Understand the complexities and nuances of the Bankruptcy Code to better advise clients and prepare for court.

By Diane Davis

A debtor who failed to disclose a prior lawsuit settlement and ownership of a clothing business in her Chapter 7 case can still get her debts wiped out, the U.S. Bankruptcy Court for the Middle District of Alabama held ( Jacobs v. Carroll (In re Carroll) , 2017 BL 285852, Bankr. M.D. Ala., 17-10004-DHW, 8/15/17 ).

Ina C. Carroll’s misstatements and omissions in her bankruptcy filing weren’t done with fraudulent intent, Judge Dwight H. Williams, Jr. wrote Aug. 15.

The court found that Carroll’s untruths or “white lies” resulted in little, if any, harm to her bankruptcy estate. There was little adverse effect on the trustee’s administration of the bankruptcy estate, the court said.

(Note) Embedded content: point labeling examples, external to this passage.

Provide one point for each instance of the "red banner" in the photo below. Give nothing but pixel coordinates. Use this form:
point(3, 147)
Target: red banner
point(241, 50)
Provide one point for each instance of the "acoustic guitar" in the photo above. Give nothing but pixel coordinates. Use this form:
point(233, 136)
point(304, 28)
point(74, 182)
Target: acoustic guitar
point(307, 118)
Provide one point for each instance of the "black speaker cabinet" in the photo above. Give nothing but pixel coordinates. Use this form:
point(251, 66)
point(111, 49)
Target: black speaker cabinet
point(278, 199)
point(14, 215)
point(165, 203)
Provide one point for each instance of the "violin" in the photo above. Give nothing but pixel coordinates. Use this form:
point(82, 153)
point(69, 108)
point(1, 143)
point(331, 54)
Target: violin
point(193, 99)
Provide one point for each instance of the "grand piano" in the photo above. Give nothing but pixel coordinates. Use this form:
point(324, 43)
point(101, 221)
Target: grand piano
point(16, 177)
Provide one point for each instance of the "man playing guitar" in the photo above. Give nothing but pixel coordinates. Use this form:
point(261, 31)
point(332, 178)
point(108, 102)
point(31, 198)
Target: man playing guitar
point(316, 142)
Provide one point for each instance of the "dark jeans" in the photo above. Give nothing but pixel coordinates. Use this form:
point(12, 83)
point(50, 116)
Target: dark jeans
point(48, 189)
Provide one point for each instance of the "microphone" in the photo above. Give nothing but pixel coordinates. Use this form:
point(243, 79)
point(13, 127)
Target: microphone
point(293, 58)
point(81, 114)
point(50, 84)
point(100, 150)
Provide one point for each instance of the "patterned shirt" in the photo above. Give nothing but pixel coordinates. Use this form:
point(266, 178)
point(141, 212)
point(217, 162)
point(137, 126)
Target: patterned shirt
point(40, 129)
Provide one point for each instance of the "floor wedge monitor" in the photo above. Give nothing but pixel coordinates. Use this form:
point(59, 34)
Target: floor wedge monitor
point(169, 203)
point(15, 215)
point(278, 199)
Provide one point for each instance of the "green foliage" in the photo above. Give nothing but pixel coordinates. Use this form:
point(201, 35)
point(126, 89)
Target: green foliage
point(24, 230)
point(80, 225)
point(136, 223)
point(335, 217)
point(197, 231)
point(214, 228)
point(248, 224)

Bankruptcy Code Section 727(a)(4) grants a debtor a discharge unless they knowingly and fraudulently, in or in connection with the case, made a false oath or account.

Exceptions to discharge are construed liberally in favor of the debtor, the court said.

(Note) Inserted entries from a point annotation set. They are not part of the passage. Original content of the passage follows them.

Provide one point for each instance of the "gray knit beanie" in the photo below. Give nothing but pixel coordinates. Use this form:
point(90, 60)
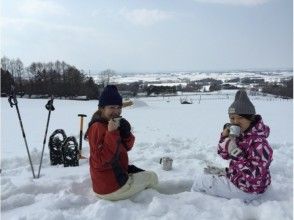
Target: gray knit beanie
point(242, 105)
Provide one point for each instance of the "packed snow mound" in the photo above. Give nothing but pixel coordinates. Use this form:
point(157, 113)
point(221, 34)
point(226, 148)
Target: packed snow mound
point(139, 103)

When Carroll filed Chapter 7, she failed to disclose on her bankruptcy schedules that in the prior year she received $7,500 from a lawsuit settlement and made four transfers. She paid $1,500 to her daughter, $500 to her father, $1,000 to her grandson, and $750 to church as her tithe.

Carroll also operated a small clothing business the year before filing and had gross sales of $1,300.

Later, she told the trustee at the meeting of creditors about the settlement and clothing store, and filed amended schedules to reflect this information.

Her “white lies” resulted in little, if any, harm to the bankruptcy estate because the business had been nonoperational for three months prior to bankruptcy and there were no remaining assets, the court said.

In addition, her “meager settlement” proceeds were completely disbursed as of the time of bankruptcy and had no effect on the estate, the court said. Even the trustee found these amounts so small that he hadn’t filed any actions to avoid these transfers, the court said.

There was also a lack of fraudulent intent regarding the omissions in the bankruptcy schedules, the court said.

The Valenzuela Law Firm, LLC, Ozark, Ala., represented Carroll; Trustee William C. Carn III, Dothan, Ala., represented himself.